L’ingénieur Lamandé, dont le plan avait été validé par Louis XVI en personne, va alors faire son entrée en scène. Il prévoit l’agrandissement de l’avant-port en empiétant sur l’estuaire et en construisant une série d’ouvrages qui en facilite l’accès. Pour lutter contre l’accumulation des galets qui menacent toujours et encore le trafic maritime, le plan Lamandé prévoit la création d’un petit bassin de retenue à l’est (de la Floride), longeant les remparts de la Citadelle. Par ailleurs, on se souvient que, des trois criques qui avaient donné naissance au havre de Grâce, deux avaient été aménagées, l’une en avant-port et l’autre en bassin (du Roi).

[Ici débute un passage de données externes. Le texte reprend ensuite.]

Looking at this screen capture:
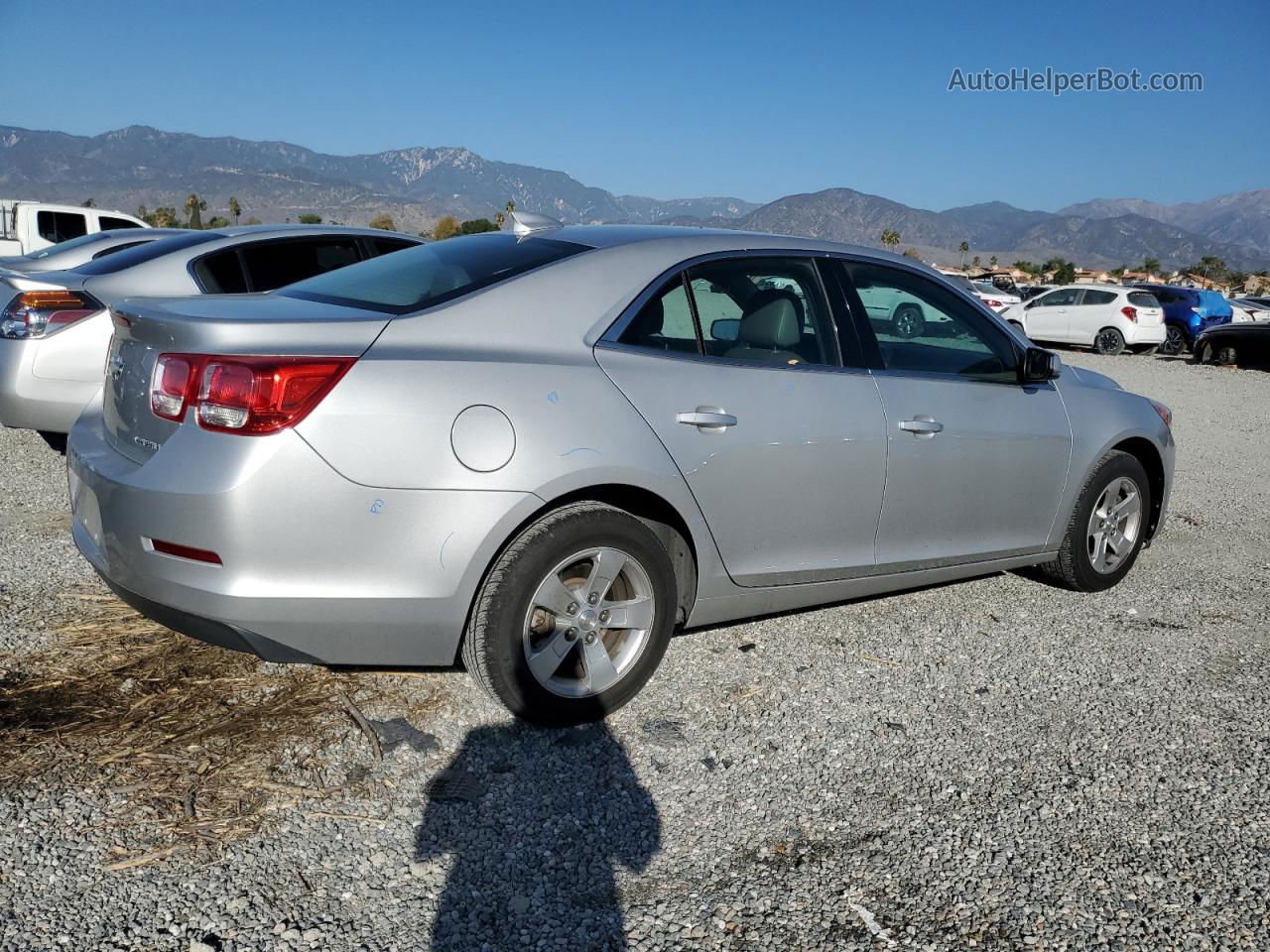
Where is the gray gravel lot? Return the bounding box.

La troisième avait été laissée en l’état, ou presque. On y avait juste agencé un bassin de retenue dont la libération des eaux avait vocation à chasser les alluvions et les dépôts de galets dans l’avant-port. Lamandé y fait creuser un bassin à flot. Ce sera le bassin de la Barre. Une autre facette de son plan pour agrandir les capacités d’accueil du port consistera à creuser le bassin d’Ingouville, le futur bassin du Commerce, le long des remparts nord de la ville. Un percement qui, pour le coup, nécessitera la démolition d’une large partie de ces remparts. Mais les difficultés financières, encore et toujours, puis la Révolution de 1789, vont retarder un temps les travaux commencés en 1787.

Finalement, les nouvelles installations seront inaugurées vers 1820. Cette année-là, l’avant-port a été agrandi sur l’estuaire, la digue prolongée, un « arrière-port » a été créé plus à l’est et les nouveaux bassins entrent en service. Nous y reviendrons plus en détail un peu plus tard…

 

 

1) « Les Havrais et la mer », Jean Legoy, Philippe Manneville, Jean-Pierre Robichon, Erick Lévilly, 1990.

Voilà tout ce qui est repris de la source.